ISLAM DAN DEMOKRASI SEBUAH MASALAH
Oleh : Shiddiq Amien
Kajian, Diskusi, dan perdebatan tentang Islam dan Demokrasi telah sejak lama dilakukan oleh dan di antara pihak-pihak yang memiliki pandangan yang bersebrangan. Di satu pihak menilai bahwa Islam dan demokrasi compatible ( cocok, serasi), di pihak lain menilai bahwa demokrasi adalah system bathil dalam Islam.
Demokrasi ibarat bola salju yang terus menggelinding dan semakin besar. Konsep ini berintikan semangat menempatkan rakyat pada kedudukan tertinggi. Semua tindakan ditujukan untuk kebaikan dan kemakmuran rakyat, rakyatlah pemegang keputusan tertinggi. Kedaulatan ada di tangan rakyat. Menentang keputusan rakyat adalah ademokratis. Mematikan hak politik rakyat dan menjadikannya terkekang dalam kungkungan tirani juga ademokratis. Melakukan penghisapan terhadap perekonomian rakyat juga ademokratis. Vox populi vox dei, suara rakyat adalah suara Tuhan. Kemauan rakyat adalah kemauan Tuhan.
Kata Demokrasi berasal dari bahasa Greek yang terdiri dari gabungan dua kata, yaitu Demos yang berarti rakyat, dan Kratos yang berarti pemerintahan. Orang Yunani yang pertama kali mengembangkan demokrasi sebagai system pemerintahan setiap kota (polis). Demokrasi bermakna pemerintahan atau kekuatan rakyat ( power or strength of the people ). Abraham Lincoln mendefinisikan demokrasi sebagai pemerintahan dari rakyat, yang dijalankan oleh rakyat dan untuk kepentingan rakyat ( government of the people, by the people, and for the people ). DR. Abdul Wahab Al-Kiyali dalam kitab Masu'atu Siyasah II/756 menjelaskan : Semua Negara demokrasi berdiri di atas satu dasar pemikiran, yaitu bahwa kekuasaan kembali kepada rakyat dan rakyatlah yang berdaulat. Artinya pada intinya demokrasi itu adalah kedaulatan di tangan rakyat.

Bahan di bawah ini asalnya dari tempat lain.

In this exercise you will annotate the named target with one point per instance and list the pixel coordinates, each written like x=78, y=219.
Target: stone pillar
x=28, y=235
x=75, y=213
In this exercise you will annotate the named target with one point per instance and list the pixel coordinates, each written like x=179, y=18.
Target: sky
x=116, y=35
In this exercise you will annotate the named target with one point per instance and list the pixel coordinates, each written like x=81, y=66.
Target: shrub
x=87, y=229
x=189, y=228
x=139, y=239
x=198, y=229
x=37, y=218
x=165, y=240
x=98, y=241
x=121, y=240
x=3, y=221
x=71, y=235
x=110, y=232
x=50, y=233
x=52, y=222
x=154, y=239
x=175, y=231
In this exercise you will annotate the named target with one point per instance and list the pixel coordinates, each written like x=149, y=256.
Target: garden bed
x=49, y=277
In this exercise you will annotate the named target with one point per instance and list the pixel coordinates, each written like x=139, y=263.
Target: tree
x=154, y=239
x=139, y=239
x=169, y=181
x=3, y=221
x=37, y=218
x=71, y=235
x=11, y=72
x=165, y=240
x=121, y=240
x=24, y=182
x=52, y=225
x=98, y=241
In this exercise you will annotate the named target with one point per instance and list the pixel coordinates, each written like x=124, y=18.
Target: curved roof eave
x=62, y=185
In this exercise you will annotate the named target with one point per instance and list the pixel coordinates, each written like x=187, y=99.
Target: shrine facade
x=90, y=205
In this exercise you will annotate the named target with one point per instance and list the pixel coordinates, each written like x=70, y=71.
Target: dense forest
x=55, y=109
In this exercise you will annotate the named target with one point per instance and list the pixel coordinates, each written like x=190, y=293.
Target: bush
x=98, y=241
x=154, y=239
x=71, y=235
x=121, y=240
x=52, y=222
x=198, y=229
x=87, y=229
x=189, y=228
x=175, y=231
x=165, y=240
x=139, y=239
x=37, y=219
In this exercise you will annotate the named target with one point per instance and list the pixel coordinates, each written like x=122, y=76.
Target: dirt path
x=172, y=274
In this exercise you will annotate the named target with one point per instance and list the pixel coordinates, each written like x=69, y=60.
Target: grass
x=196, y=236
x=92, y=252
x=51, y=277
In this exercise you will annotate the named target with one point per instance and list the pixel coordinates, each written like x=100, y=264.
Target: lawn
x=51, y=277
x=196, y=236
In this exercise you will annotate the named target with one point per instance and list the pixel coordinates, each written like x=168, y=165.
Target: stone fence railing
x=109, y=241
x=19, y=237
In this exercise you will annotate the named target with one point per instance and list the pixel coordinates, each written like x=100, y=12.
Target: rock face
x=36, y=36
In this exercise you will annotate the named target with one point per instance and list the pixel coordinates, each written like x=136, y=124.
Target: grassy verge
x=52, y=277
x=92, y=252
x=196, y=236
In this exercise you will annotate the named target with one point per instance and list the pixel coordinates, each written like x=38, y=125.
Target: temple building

Tentang Demokrasi perwakilan disebutkan : bahwa rakyat sebagai pemegang kekuasaan tidak melakukan sendiri dalam melaksanakan kekuasaan perundang-undangan, akan tetapi menyerahkannya kepada wakil-wakil mereka, yang mereka pilih selama masa tertentu. Mereka mewakili rakyat dalam melaksanakan kekuasaan dengan mengatasnamakan rakyat. Maka parlemen dalam demokrasi perwakilan adalah memerankan kekuasaan rakyat dan dialah yang mengungkapkan kemauan rakyat melalui perundang-undangan yang mereka keluarkan.
Dalam setting sosio-historisnya, demokrasi lahir sebagai solusi dari dominasi gereja yang otoritarian dan absolut dengan mengatasnamakan Tuhan, sepanjang abad pertengahan ( abad 5-15 M) . Di satu sisi ekstrem , dominasi gereja yang berkolaborasi dengan para raja di Eropa menghendaki tunduknya seluruh urusan kehidupan ( politik, ekonomi, sosial, budaya, dll ) kepada aturan-aturan gereja. Di sisi ekstrem lainnya dominasi gereja dan raja ditentang keras oleh para filusuf dan pemikir yang menolak secara mutlak peran gereja dalam kehidupan.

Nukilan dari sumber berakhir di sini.